What We Set Out to Do
Women in livestock farming across Sub-Saharan Africa (SSA) face structural challenges that are often under-documented. Traditional surveys and qualitative research capture a portion of this experience, but they miss the evolving, daily discourse that is happening online. To fill this gap, we asked: Can social media listening, combined with large language models, surface real-world, unfiltered insight into the challenges faced by women in livestock production?
How We Did It
-
We collected around 84,000 social media posts from platforms across SSA. After cleaning and relevancy filtering, we retained 8,048 posts for analysis.
-
We anonymised identifiers (usernames, images) to preserve privacy and comply with ethical standards.
-
We then used GPT-4 in a zero-shot classification approach (without task-specific training) to assign posts to themes, supported by manual validation of sample posts.
-
We complemented automated coding with thematic analysis (TA) to distil key themes, tensions, and narratives.
Key Findings
Four major thematic areas emerged:
-
Marginalisation of women’s role in livestock farming
Women’s contributions are often downplayed or displaced by male counterparts in public forums and decision making. -
Structural and resource barriers
Limited access to finance, land, credit systems, and veterinary services surfaced repeatedly. -
Disease management and veterinary service challenges
Posts revealed gaps in animal health support, delayed interventions, reliance on informal remedies, and difficulties in accessing veterinary extension services. -
Digital divide and voice representation
The bulk of discourse came from English-speaking regions and better-connected areas, underrepresenting francophone or conflict-affected zones.
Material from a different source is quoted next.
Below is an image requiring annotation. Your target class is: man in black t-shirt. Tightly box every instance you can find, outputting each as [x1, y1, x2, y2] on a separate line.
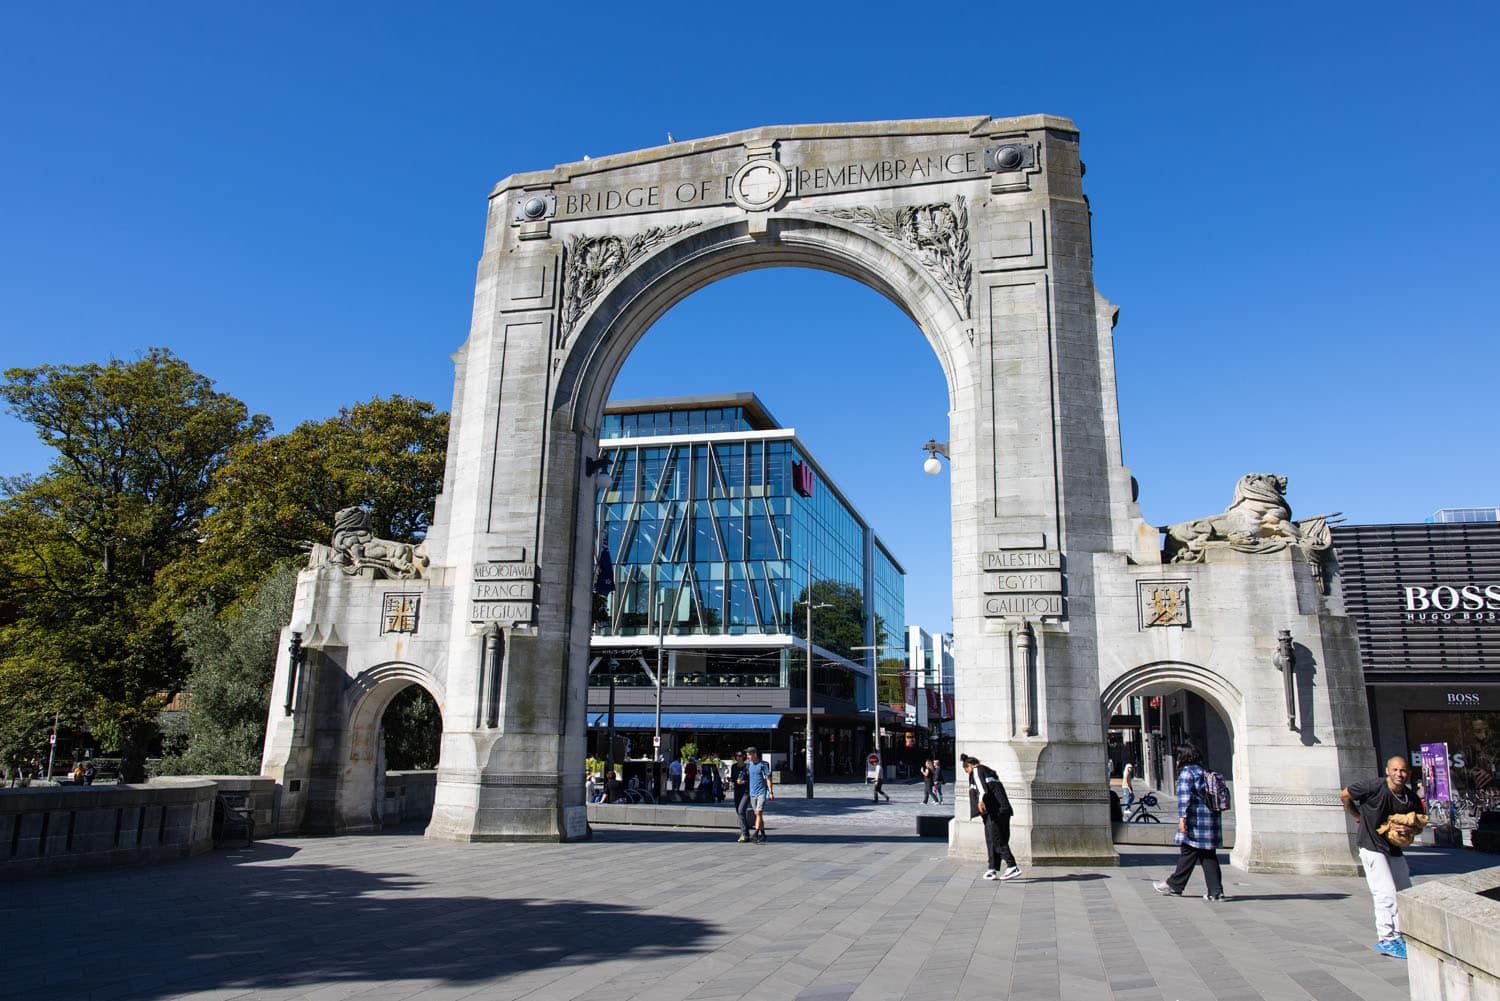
[1341, 756, 1424, 959]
We also identified grassroots adaptation strategies including peer learning, community networks, and local knowledge exchanges that are often invisible to formal studies.
Why It Matters
-
Our approach offers a scalable, cost-effective method to access lived experiences in contexts where traditional surveys are expensive or logistically difficult.
-
It reveals emergent, real-time challenges (such as disease outbreaks and market pressures) as they are discussed by people themselves rather than mediated through formal instruments.
-
It highlights biases in digital representation. What we see online is shaped by connectivity, language, and platform access.
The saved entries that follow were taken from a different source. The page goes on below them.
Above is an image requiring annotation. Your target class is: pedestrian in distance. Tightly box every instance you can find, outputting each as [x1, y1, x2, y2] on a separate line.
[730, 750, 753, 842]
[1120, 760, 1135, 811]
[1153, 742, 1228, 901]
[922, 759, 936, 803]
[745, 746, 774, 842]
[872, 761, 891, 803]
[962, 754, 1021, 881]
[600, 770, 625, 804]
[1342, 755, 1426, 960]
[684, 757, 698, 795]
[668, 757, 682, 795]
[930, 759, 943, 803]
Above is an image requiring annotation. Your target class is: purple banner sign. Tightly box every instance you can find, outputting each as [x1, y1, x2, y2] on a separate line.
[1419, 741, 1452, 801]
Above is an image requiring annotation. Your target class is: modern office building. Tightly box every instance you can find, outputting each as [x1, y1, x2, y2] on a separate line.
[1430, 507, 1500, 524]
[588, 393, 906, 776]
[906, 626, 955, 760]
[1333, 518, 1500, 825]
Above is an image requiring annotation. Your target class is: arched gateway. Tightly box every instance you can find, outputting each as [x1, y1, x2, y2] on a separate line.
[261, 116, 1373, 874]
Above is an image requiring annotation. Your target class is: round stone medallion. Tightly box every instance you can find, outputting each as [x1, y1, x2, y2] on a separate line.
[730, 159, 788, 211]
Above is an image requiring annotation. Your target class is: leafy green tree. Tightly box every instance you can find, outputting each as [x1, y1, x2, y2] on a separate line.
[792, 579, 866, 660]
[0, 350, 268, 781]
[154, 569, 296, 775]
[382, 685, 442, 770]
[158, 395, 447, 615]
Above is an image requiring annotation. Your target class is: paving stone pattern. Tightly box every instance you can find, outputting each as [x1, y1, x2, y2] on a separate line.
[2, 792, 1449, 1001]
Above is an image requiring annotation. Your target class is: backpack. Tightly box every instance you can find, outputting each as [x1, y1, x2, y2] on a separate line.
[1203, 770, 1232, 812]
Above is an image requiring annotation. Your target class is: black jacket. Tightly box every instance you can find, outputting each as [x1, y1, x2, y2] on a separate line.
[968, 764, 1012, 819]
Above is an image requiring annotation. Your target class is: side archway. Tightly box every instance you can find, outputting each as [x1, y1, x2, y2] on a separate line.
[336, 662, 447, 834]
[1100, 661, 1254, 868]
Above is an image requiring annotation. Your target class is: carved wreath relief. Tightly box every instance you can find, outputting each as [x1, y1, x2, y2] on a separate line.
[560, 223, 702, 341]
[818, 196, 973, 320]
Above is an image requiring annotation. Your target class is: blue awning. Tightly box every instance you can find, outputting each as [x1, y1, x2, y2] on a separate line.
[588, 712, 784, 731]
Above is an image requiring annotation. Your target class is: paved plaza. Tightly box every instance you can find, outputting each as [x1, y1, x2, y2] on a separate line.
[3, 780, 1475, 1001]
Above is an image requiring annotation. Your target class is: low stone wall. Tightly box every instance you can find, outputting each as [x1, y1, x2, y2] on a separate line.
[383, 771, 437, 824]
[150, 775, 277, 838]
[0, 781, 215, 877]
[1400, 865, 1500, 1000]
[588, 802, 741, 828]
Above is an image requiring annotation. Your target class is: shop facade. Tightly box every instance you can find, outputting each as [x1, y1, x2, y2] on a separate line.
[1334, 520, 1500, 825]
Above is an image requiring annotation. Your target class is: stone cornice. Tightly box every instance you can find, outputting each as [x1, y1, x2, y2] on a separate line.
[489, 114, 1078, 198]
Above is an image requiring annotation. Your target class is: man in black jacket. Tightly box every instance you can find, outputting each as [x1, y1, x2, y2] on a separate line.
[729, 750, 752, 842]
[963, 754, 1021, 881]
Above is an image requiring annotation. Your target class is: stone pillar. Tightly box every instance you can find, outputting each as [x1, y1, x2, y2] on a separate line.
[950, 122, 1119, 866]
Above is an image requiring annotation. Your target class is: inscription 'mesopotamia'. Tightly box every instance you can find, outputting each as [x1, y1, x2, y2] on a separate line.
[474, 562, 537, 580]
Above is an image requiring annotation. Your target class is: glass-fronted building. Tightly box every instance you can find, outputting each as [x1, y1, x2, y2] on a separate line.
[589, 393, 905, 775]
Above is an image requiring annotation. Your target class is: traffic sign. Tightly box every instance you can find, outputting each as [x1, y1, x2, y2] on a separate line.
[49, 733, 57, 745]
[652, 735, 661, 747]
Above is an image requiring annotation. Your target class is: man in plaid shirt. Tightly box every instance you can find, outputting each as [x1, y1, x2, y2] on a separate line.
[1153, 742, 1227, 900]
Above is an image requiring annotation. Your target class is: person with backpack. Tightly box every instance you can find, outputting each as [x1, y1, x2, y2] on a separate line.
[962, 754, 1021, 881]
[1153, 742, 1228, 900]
This methodology does not replace traditional research but augments it, especially in under-resourced, dynamic settings.
Our Role and What’s Next
At SurreyDataHub, we are committed to pushing the boundary of data-driven insight in human and animal health. This project builds on our prior work in social media listening but extends it into the intersection of gender, agriculture, and livestock health.
Next steps:
-
Expand language coverage (eg. French, Portuguese) to reduce regional bias.
-
Integrate metadata (eg. geolocation) to map patterns of challenge over time and place.